Földi made his final Olympic appearance in 1976 in Montreal, where he became the first weightlifter to compete in five Olympics, a record that would only be matched by Germans Ingo Steinhofel and Ronny Weller 28 years later.

Aged 38, he placed fifth. Following an injury next year he ended his career, during which he set 21 world and 50 national records, and collected 13 national titles.

==Later life and recognition==
After his retirement, Földi remained loyal to Tatabánya, his only club during his active career, and took a coaching position. His daughter Csilla Földi became a European champion in weightlifting.

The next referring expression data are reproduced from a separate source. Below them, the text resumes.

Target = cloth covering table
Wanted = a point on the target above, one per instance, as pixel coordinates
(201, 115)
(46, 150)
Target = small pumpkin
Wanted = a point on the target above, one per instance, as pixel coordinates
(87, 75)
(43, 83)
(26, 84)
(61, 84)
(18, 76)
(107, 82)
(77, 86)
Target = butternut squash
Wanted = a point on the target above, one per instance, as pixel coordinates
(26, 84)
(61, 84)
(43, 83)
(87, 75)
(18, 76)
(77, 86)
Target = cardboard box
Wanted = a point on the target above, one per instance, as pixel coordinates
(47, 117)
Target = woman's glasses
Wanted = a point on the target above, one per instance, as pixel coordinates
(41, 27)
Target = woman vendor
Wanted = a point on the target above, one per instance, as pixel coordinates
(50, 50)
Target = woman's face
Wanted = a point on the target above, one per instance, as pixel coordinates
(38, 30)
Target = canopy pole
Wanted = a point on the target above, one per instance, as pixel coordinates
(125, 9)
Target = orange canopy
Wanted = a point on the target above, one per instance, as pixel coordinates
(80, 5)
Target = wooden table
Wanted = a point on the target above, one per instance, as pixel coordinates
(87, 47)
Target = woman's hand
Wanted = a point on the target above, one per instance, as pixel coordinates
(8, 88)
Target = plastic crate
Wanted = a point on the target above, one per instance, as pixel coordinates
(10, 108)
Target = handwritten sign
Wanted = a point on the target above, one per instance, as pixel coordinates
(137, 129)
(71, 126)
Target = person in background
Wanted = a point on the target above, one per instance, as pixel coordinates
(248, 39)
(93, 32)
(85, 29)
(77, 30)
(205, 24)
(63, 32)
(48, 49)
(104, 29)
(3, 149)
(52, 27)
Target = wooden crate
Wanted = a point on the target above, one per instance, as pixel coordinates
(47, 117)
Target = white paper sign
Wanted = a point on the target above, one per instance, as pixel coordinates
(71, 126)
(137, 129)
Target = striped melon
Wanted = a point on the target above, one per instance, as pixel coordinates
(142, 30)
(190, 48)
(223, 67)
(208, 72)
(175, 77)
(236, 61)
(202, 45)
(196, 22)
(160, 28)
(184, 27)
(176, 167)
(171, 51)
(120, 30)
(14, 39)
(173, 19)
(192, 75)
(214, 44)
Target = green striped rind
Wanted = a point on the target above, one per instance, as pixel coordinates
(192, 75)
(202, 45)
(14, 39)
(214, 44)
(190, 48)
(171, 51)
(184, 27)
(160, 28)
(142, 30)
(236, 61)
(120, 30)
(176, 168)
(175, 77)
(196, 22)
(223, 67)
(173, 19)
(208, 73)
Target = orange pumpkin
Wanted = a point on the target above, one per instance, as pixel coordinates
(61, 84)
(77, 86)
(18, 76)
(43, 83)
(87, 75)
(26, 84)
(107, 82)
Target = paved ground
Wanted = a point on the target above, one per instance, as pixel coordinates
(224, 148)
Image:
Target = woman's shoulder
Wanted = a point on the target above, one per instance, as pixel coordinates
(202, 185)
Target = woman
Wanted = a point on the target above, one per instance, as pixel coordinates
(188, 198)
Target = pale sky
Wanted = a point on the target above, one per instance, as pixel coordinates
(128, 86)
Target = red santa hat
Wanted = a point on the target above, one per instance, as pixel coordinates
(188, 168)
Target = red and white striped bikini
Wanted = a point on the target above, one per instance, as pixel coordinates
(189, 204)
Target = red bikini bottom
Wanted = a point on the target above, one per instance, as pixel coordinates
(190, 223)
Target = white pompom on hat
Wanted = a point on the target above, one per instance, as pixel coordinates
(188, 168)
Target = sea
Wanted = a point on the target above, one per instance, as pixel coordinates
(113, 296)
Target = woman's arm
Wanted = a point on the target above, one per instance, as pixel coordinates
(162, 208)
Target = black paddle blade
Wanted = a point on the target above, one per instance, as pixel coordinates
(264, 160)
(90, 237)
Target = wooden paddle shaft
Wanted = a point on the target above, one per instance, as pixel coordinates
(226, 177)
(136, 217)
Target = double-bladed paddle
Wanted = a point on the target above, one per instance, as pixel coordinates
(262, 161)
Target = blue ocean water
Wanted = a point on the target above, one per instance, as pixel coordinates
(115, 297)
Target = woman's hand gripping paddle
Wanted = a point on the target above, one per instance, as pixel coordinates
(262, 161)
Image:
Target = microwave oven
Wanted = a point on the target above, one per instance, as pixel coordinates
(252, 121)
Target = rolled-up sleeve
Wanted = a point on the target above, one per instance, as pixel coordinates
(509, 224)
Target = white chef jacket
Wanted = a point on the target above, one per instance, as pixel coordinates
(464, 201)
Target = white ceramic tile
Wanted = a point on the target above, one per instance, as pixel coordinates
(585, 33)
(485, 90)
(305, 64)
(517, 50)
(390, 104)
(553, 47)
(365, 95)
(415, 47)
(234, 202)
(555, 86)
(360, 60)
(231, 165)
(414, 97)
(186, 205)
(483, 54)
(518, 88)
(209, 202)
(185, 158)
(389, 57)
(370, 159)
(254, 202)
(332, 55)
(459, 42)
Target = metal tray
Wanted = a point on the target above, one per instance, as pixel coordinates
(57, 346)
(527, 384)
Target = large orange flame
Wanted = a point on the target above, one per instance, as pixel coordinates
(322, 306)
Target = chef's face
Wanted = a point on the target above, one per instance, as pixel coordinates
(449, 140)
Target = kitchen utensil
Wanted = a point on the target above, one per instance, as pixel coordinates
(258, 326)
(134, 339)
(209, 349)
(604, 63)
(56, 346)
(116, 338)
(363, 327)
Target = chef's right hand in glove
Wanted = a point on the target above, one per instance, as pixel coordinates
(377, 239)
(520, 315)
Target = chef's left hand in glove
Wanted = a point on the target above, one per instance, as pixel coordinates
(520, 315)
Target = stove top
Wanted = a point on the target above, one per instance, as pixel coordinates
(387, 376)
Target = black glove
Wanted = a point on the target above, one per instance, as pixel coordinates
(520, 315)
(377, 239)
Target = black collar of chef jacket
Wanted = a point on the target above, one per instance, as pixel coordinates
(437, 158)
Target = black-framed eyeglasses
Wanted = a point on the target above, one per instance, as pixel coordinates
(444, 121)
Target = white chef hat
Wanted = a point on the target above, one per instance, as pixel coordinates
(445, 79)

Földi's achievements were recognized already during his career, as he was awarded the Silver Badge of the Order of Labour, an order in the Communist Hungary in 1962 and 1964. In 1972, the year he became Olympic champion, he was given the Golden Badge of the Order of Labour. In 1993 he was inducted to the International Weightlifting Federation Hall of Fame.

In the same year he was awarded the Middle Cross of the Order of Merit of the Republic of Hungary, just to receive the Officer's Cross of the same decoration a year later.

In 2000 he was voted Weightlifter of the Century in Hungary, and in 2005 he earned the same recognition of the International Weightlifting Federation as well. In 2003 he became honorary citizen of Tatabánya, and since 2009 the local sports hall also bears his name. In 2013, the Imre Földi Sports Scholarship was created in order to support Tatabánya-based top athletes.

On 31 January 2007, following the death of Ferenc Puskás, Földi was elected a Sportsperson of the Nation (A Nemzet Sportolója), which is a special Hungarian honor that can only be held by 12 people at one time. It is awarded for those of Hungarian sportspeople over 60, who have produced outstanding achievements during their active career and played a key role in the domestic sports after their retirement as well.